Vector storage
If I would want to contribute to TypeDB, is there contributors documentation available? I can't really find any.
I managed to compile the 'typedb' repo. But looking into the source I noticed you are using the 'TypeDB sync tool' to generate Cargo .toml files.
I do have to say I'm just a Rust beginner. I have been programming professionally for more than 25 years and program in many languages, mainly Java and Python, but have programmed in many others for years as well. I'm mostly interested in trying to add some text, vector and hybrid search.
Either sync data to an external search engines / vector database (https://superlinked.com/vector-db-comparison) or build a simple version internally in TypeDB for starters.
Vector DB Comparison
Vector DB Comparison is a free and open source tool from VectorHub to compare vector databases.
5 Replies
Hi Joroen! We would love that, though we haven't fully geared up to support it well yet!

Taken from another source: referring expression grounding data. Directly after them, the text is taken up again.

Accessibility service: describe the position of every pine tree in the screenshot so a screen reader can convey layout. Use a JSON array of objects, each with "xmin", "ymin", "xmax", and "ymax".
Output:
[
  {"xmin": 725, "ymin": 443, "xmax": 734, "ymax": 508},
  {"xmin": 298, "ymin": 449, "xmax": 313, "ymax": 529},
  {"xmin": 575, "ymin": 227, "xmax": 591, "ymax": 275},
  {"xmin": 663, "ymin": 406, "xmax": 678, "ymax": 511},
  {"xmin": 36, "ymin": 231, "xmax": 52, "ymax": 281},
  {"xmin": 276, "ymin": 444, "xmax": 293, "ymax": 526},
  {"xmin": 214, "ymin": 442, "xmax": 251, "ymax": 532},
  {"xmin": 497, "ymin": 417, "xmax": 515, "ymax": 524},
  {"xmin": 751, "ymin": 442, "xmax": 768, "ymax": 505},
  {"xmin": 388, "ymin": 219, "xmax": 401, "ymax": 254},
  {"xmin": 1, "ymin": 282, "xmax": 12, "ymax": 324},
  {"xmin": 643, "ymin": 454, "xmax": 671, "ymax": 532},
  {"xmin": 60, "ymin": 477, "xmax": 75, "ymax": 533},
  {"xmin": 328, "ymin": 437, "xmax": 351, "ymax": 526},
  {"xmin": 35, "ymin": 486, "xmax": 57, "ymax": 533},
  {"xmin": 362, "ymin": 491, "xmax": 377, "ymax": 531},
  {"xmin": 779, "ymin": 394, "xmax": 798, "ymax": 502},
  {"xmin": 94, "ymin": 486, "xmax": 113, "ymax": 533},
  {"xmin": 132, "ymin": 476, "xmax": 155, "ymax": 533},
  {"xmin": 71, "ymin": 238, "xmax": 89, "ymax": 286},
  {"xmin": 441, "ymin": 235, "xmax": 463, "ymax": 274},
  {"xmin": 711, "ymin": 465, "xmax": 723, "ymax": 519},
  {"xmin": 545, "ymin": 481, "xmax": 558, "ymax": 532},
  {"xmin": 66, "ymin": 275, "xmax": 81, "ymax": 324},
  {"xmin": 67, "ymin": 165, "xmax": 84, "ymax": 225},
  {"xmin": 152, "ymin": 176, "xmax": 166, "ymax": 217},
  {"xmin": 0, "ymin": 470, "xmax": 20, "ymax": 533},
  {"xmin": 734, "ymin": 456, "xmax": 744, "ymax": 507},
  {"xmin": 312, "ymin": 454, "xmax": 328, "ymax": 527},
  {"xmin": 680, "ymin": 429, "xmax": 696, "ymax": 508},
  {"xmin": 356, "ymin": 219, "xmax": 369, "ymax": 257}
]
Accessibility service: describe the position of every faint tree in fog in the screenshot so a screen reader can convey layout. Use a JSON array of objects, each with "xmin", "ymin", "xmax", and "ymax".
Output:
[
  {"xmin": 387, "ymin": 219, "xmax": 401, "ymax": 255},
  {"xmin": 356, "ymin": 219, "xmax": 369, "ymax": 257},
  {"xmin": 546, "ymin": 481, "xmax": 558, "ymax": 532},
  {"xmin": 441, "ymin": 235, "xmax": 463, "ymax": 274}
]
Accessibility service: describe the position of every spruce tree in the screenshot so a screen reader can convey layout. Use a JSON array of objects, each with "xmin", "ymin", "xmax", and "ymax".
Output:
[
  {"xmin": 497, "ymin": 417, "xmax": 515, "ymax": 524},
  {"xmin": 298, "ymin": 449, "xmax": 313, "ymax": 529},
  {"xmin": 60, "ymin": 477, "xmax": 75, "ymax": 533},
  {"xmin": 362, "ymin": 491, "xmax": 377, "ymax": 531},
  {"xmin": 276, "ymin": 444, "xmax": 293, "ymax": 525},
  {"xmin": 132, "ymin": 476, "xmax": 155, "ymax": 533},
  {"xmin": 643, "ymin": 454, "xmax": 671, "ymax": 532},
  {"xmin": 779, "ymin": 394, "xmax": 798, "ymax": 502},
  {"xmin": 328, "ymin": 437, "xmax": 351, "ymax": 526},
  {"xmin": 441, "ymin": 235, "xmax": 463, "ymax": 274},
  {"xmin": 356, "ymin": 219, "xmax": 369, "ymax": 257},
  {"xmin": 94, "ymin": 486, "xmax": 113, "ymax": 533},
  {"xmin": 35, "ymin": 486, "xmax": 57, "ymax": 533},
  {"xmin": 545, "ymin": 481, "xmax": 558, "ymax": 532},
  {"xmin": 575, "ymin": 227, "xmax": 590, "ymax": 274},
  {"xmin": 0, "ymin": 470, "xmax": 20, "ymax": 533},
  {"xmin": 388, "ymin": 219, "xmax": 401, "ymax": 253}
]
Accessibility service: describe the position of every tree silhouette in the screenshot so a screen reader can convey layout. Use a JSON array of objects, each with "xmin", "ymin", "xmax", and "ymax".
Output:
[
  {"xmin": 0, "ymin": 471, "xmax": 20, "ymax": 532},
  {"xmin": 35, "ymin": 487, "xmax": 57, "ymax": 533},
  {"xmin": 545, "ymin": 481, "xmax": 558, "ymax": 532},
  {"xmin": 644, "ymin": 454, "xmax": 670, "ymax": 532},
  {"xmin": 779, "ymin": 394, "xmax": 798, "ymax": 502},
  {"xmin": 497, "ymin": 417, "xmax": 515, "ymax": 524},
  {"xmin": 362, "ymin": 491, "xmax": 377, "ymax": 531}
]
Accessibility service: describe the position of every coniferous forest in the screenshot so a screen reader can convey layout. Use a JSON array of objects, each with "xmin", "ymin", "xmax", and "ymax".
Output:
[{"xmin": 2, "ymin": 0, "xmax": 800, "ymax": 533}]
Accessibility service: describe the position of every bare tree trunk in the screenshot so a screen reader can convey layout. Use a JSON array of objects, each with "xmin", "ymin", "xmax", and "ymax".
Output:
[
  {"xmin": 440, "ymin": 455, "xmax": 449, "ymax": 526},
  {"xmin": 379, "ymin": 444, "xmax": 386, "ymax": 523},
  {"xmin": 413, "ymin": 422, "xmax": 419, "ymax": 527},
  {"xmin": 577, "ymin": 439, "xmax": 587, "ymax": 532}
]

However, your question is timely and we are actually just doing the research on vector storage integrations. We're leaning towards embedding LanceDB, and borrowing the Postgres vector extension's syntax
Since we don't have a clearly defined extension system like postgres has we'd look to integrate this one into the core directly, which means it would a rather collaborative process with us, if you're up for it!
It would loosely look like this:
1) define the language extensions to support the new value types and operators for the Vector type
2) decide on the vector engine to embed (probably Lance)

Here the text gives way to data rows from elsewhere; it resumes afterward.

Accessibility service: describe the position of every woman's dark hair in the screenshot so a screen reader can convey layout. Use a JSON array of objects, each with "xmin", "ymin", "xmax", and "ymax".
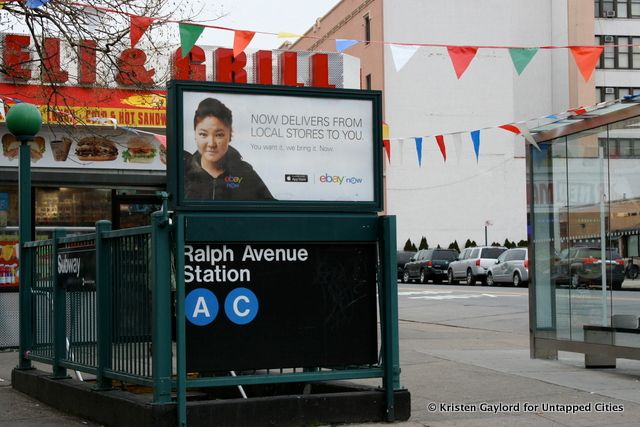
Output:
[{"xmin": 193, "ymin": 98, "xmax": 232, "ymax": 130}]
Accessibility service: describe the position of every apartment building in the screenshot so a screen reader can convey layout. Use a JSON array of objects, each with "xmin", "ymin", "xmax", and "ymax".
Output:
[{"xmin": 288, "ymin": 0, "xmax": 599, "ymax": 248}]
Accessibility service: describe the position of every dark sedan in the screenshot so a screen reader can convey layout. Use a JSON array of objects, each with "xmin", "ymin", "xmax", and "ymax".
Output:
[
  {"xmin": 403, "ymin": 249, "xmax": 459, "ymax": 284},
  {"xmin": 553, "ymin": 247, "xmax": 626, "ymax": 290}
]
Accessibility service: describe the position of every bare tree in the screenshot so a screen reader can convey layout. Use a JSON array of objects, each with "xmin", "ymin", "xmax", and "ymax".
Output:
[{"xmin": 0, "ymin": 1, "xmax": 220, "ymax": 124}]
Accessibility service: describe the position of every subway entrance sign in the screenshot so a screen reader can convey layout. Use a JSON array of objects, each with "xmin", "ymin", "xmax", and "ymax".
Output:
[
  {"xmin": 184, "ymin": 242, "xmax": 377, "ymax": 371},
  {"xmin": 168, "ymin": 81, "xmax": 402, "ymax": 422}
]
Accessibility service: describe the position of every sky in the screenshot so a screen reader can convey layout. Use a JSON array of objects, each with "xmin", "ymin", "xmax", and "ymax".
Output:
[{"xmin": 195, "ymin": 0, "xmax": 341, "ymax": 50}]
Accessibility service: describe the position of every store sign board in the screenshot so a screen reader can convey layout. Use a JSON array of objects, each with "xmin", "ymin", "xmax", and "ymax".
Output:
[
  {"xmin": 184, "ymin": 242, "xmax": 378, "ymax": 371},
  {"xmin": 57, "ymin": 247, "xmax": 96, "ymax": 292},
  {"xmin": 168, "ymin": 82, "xmax": 383, "ymax": 210},
  {"xmin": 0, "ymin": 123, "xmax": 166, "ymax": 170}
]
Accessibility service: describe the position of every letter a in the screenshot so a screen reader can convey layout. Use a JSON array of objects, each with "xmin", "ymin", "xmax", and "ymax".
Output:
[{"xmin": 192, "ymin": 297, "xmax": 210, "ymax": 318}]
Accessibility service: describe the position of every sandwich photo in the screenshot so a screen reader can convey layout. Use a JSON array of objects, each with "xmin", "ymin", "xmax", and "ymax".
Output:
[
  {"xmin": 2, "ymin": 134, "xmax": 45, "ymax": 162},
  {"xmin": 122, "ymin": 136, "xmax": 156, "ymax": 163},
  {"xmin": 159, "ymin": 143, "xmax": 166, "ymax": 165},
  {"xmin": 75, "ymin": 136, "xmax": 118, "ymax": 161},
  {"xmin": 29, "ymin": 137, "xmax": 45, "ymax": 162},
  {"xmin": 2, "ymin": 133, "xmax": 19, "ymax": 160}
]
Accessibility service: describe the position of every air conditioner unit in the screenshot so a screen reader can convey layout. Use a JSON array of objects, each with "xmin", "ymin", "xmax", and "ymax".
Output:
[
  {"xmin": 605, "ymin": 87, "xmax": 615, "ymax": 94},
  {"xmin": 604, "ymin": 35, "xmax": 615, "ymax": 42},
  {"xmin": 605, "ymin": 10, "xmax": 616, "ymax": 17}
]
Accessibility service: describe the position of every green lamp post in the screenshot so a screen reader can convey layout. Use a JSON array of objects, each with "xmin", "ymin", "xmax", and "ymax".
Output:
[{"xmin": 6, "ymin": 103, "xmax": 42, "ymax": 370}]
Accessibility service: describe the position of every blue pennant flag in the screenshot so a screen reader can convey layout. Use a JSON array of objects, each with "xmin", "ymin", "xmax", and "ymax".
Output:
[
  {"xmin": 26, "ymin": 0, "xmax": 50, "ymax": 8},
  {"xmin": 470, "ymin": 130, "xmax": 480, "ymax": 162},
  {"xmin": 414, "ymin": 137, "xmax": 423, "ymax": 167},
  {"xmin": 336, "ymin": 39, "xmax": 359, "ymax": 52},
  {"xmin": 544, "ymin": 114, "xmax": 559, "ymax": 119}
]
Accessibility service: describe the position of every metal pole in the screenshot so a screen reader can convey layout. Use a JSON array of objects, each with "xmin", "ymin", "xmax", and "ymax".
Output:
[
  {"xmin": 485, "ymin": 226, "xmax": 487, "ymax": 247},
  {"xmin": 381, "ymin": 215, "xmax": 399, "ymax": 421},
  {"xmin": 17, "ymin": 140, "xmax": 32, "ymax": 370},
  {"xmin": 151, "ymin": 210, "xmax": 172, "ymax": 403},
  {"xmin": 95, "ymin": 220, "xmax": 113, "ymax": 390},
  {"xmin": 52, "ymin": 229, "xmax": 69, "ymax": 379}
]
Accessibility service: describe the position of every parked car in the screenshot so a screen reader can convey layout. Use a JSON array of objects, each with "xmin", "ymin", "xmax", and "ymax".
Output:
[
  {"xmin": 553, "ymin": 246, "xmax": 626, "ymax": 290},
  {"xmin": 397, "ymin": 250, "xmax": 417, "ymax": 281},
  {"xmin": 402, "ymin": 249, "xmax": 459, "ymax": 284},
  {"xmin": 486, "ymin": 248, "xmax": 529, "ymax": 287},
  {"xmin": 448, "ymin": 246, "xmax": 507, "ymax": 285}
]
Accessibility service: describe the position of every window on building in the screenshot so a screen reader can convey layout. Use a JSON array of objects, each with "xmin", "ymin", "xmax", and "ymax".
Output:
[
  {"xmin": 595, "ymin": 0, "xmax": 640, "ymax": 17},
  {"xmin": 596, "ymin": 35, "xmax": 640, "ymax": 68},
  {"xmin": 596, "ymin": 86, "xmax": 640, "ymax": 102},
  {"xmin": 365, "ymin": 73, "xmax": 372, "ymax": 90},
  {"xmin": 364, "ymin": 14, "xmax": 371, "ymax": 45}
]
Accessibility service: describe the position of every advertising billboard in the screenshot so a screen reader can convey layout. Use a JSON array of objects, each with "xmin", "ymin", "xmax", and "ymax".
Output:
[{"xmin": 168, "ymin": 82, "xmax": 383, "ymax": 211}]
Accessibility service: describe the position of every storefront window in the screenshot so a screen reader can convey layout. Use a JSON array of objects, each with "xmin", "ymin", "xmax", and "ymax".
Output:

3) decide on the transactionality guarantees & indexing operations we want to offer
4) extend the core with a line all the way from the language -> IR -> compiler -> executors
Note that hybrid search should fall out of the language capabilities if we do it this way!
Hi Joshua, there is a lot to decide. I have been in the information retrieval / natural language processing business for 18 years, so I might be able to help you guys. There are so many differences between engines with all pros and cons, like shown in the Superlinked comparison. Sadly there is a lot of focus on just the vectors, while there are so many more things that will impact precision and recall. Vectors are inherently fuzzy, that's not always what you want. LanceDB is great for the basics, however, there is a lot missing. From a feature perspective it would not be my first choice. Also it depends so much on the customers, what their needs are. That's why I was thinking about making multiple integrations possible. I think that would increase adoption of TypeDB, because you are not forcing them to use one single vector/search solution
@Jeroen I would be interested to chat to you about it over video, could I reach out to exchange emails and set something up?
Cheers 🙂
I'd love to. I sent you a DM
thanks 🙂